All your arguments for Fountains of Wayne apply to another New York band in a similar vein with a much more apropos name - We Are Scientists.
And I still cannot fathom Chad's dislike for Yankee Hotel Foxtrot. Now A Ghost Is Born is meandering and pretentious, but YHF is genius.
What about Aussie band Regurgitator, especially their 'Unit' album. It's geek-a-licious, see the video-game-inspired Black Bugs for proof...
I might be overstating my dislike of Yankee Hotel Foxtrot somewhat, for the sake of controversy. I really don't think it's a towering work of genius, though-- Summerteeth is a great record, but YHF goes a little too far in the critics-love-it direction of "Let's have all the songs fall apart into meaningless noise at the end!"
Likewise, OK Computer is an excellent album, and everything after it kind of sucks. In both cases, I'm convinced that the rave reviews are part of either the mafia or "adolescent relationship to music" theories of criticism.
(True YHF story: When it first came out, I listened to it for a while in the store, and there was this annoying sort of howling noise in the background of one of the songs. "I hope this doesn't keep up for the whole album," I said, but it seemed like it was going to. I took the headphones off, and the noise didn't stop, because a store employee was vacuuming the floors immediately behind me.
(If I can't tell the difference between the miscellaneous crap you have on your album, and somebody running a vacuum cleaner behind me, that's not a good sign. See also: Phish.)
aww, come on, chad, give me some love here -- i'm an engineer (i.e, "good at math") and enjoy phish and all while not stoned. and are you suggesting here at the end that you *don't* appreciate when a drummer actually plays solos on a vacuum cleaner? or was the last line an off-handed random comment, not a reference to the actual infamous vacuum solos of Jon Fishman?
Count me in with Chad. YHF is way, way overrated. (Actually, so is Sgt. Pepper, now that you mention it, but that's another story.) It's not that I dislike it so much as that I don't like it as much as the critics and YHF fanatics think that I should. Quite frankly, I consider it a tad self-indulgent, and not self-indulgent in a good way, as Radiohead's OK Computer is.
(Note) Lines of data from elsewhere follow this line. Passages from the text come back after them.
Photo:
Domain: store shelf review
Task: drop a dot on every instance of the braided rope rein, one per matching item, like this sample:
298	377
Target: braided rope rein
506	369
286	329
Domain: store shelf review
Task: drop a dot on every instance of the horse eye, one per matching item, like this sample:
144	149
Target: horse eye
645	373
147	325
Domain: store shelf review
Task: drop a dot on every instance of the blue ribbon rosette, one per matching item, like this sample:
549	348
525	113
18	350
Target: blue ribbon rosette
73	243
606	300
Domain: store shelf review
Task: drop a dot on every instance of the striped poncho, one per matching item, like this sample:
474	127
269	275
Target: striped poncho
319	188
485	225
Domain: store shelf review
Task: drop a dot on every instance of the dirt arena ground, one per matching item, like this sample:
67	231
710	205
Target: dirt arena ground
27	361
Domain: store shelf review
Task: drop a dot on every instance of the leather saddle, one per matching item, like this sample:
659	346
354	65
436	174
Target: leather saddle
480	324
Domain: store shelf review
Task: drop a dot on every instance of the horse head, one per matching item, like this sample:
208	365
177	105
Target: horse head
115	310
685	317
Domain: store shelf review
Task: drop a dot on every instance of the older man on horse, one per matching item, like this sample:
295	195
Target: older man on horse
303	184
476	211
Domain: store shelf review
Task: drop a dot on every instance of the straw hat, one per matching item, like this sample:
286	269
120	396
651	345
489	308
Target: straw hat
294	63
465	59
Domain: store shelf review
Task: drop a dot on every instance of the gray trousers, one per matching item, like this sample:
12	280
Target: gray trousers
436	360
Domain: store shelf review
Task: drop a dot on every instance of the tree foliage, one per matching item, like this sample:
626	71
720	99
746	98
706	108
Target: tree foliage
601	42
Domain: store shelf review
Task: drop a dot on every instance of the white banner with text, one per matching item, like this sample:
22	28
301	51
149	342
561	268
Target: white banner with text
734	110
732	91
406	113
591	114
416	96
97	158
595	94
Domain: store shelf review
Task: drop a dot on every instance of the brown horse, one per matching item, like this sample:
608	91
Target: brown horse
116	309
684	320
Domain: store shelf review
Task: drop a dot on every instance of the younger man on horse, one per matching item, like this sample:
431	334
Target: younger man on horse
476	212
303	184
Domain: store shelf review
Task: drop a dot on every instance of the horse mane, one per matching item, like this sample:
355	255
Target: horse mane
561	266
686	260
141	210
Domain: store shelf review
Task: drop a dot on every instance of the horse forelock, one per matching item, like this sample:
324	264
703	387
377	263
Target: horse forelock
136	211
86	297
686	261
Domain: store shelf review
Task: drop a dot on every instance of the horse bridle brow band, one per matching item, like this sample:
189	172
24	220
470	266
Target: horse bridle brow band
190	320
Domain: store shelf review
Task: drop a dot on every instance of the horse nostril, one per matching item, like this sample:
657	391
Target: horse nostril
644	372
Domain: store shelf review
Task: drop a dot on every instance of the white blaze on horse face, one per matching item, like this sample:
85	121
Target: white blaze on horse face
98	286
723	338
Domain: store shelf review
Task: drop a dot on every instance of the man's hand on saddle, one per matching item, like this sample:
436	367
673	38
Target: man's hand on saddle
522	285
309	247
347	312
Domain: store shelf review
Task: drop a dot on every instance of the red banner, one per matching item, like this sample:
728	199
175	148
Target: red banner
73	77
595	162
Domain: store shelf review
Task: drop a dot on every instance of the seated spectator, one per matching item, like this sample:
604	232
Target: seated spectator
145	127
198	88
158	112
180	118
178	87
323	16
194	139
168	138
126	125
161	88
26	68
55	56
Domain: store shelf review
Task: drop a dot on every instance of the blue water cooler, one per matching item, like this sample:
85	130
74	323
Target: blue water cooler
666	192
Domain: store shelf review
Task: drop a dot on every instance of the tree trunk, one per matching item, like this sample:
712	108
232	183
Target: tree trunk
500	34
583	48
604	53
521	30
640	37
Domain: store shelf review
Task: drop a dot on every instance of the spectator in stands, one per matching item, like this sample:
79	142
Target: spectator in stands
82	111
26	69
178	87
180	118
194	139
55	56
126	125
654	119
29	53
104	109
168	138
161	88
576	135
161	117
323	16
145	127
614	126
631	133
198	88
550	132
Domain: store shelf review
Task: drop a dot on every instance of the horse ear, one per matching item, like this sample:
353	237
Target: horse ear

YHF is a decent album (and I do own a copy), but it's definitely not a towering work of "genius." I'd give it a 7/10, or maybe a 7.5.
I guess MC Hawking and his Dark Matter Band violate the rules for being too nerdy and too obvious, eh?
How 'bout Particle?? Check 'em out at www.particlepeople.com . Though they claim to be moving away from their "space porn funk," their symbol would still be appropriate.